Comment concilier sobriété et croissance ? Comment arbitrer entre besoins immédiats et stratégie de long terme ?
Dans un contexte marqué par l’urgence climatique, la transition énergétique, la préservation des ressources, mais aussi par la nécessité de soutenir le développement économique et l’attractivité des territoires, les collectivités se trouvent souvent face à des injonctions contradictoires.
Pour éclairer ces choix complexes, elles se tournent vers de nouveaux outils d’aide à la décision. Le jumeau numérique s’impose ainsi comme un levier stratégique qui offre la possibilité de visualiser, simuler et piloter les transformations urbaines et territoriales, en intégrant la complexité des enjeux actuels.
Aide à la décision et au pilotage des politiques territoriales
Face aux défis climatiques et énergétiques, les collectivités ont tout intérêt à privilégier une approche préventive plutôt que corrective. Le jumeau numérique apparaît alors comme un outil d’aide à la décision et à la planification des transformations urbaines capable d’apporter des réponses concrètes aux grands enjeux auxquels elles sont confrontées.
En effet, le jumeau numérique, permet d’identifier la vulnérabilité climatique des territoires (inondations, îlots de chaleur, submersion, recul du trait de côte, etc.), de croiser les données (modèles 2D et 3D, données sémantiques, SIG, simulations, etc.) et d’anticiper les évolutions en testant différents scénarios, qu’ils reposent sur des choix d’aménagement ou sur l’hypothèse de l’inaction. Cette capacité à simuler ouvre la voie à une planification plus fine et plus durable, tout en favorisant la coordination entre services techniques et en renforçant la transparence auprès des citoyens.

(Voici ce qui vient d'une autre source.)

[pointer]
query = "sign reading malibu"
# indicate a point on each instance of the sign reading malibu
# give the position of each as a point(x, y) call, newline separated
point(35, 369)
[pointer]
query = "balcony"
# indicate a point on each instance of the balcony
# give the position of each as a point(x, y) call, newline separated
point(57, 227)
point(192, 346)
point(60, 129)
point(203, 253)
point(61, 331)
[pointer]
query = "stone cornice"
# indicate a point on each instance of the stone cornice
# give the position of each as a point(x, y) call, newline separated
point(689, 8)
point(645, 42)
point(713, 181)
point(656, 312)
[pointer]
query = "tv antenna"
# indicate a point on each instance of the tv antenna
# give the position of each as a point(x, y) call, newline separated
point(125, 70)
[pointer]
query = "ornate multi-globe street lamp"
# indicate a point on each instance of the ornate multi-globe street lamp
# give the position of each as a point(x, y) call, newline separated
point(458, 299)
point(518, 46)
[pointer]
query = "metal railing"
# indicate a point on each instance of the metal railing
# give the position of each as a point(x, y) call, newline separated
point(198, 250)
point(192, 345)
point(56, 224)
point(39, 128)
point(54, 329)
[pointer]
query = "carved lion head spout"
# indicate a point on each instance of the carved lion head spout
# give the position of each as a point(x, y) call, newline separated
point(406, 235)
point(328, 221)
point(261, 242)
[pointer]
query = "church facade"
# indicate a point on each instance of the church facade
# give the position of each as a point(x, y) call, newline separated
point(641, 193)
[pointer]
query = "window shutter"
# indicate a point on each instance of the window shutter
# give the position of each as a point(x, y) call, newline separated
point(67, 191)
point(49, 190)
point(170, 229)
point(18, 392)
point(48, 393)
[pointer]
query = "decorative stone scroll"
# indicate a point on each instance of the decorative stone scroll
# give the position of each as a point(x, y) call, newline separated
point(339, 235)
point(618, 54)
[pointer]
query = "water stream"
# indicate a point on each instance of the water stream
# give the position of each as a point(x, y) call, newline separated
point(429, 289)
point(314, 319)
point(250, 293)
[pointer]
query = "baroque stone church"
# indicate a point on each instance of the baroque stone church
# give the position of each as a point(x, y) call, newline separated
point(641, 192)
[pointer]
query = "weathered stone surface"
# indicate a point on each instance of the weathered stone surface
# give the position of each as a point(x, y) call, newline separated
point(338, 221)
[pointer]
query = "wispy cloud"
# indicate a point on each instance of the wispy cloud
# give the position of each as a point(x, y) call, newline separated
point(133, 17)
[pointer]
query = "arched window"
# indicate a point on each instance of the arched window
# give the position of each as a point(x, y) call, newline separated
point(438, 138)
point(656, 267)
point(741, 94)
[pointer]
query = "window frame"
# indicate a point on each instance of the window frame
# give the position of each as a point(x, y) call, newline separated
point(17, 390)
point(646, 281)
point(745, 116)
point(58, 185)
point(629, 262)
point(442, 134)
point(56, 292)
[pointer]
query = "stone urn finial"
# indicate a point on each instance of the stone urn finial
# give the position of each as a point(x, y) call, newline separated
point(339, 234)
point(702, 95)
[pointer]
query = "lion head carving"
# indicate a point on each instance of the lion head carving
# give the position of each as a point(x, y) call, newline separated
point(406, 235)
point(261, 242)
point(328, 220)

Cette vision est portée, par exemple, à l’échelle nationale par l’Institut national de l’information géographique et forestière (IGN). Dans son Plan d’activités 2025 , l’institut détaille ses ambitions, ses projets structurants et les actions concrètes pour répondre aux enjeux liés à la cartographie, à la gestion des territoires et à la transition écologique et numérique. Parmi ses priorités majeures figure l’accélération de la construction d’un jumeau numérique de la France et de ses territoires, destiné à la simulation, la planification et la gestion des ressources naturelles. L’un des dix chantiers emblématiques annoncés concerne le développement d’un modèle 3D du territoire français, socle du futur jumeau numérique national.

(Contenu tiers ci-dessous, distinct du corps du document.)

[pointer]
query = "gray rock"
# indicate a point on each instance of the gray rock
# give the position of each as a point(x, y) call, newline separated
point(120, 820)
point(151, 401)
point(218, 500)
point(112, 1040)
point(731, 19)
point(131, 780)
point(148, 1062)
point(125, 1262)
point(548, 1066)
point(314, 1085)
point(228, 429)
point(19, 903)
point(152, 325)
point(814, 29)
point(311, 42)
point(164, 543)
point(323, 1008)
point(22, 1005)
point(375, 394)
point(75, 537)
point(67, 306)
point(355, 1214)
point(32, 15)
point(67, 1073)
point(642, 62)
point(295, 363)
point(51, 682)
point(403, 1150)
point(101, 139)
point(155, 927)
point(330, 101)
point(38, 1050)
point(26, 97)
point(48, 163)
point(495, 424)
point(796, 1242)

Piloter par la donnée : transparence, concertation, efficacité
Si le jumeau numérique aide à anticiper, il transforme aussi la manière de décider et de gouverner un territoire. En centralisant des données hétérogènes, il dépasse la seule vision experte et favorise une compréhension commune entre élus, techniciens et citoyens.
Pour les habitants, il devient un outil de concertation : la visualisation claire et objective des projets possibles rend le débat plus concret et limite les zones d’incompréhension.
Pour les élus et les services techniques, il constitue un outil de travail partagé pour objectiver les choix politiques et techniques en s’appuyant sur des indicateurs fiables et communs.
Certaines collectivités expérimentent déjà ces usages. La Ville d’Anglet, par exemple, déploie avec la solution IMMERSITE® un jumeau numérique urbain intégré au quotidien dans l’environnement de travail des agents. Cet outil facilite non seulement l’analyse technique des projets mais aussi le dialogue entre élus, concepteurs et habitants, en traduisant des données complexes en représentations accessibles.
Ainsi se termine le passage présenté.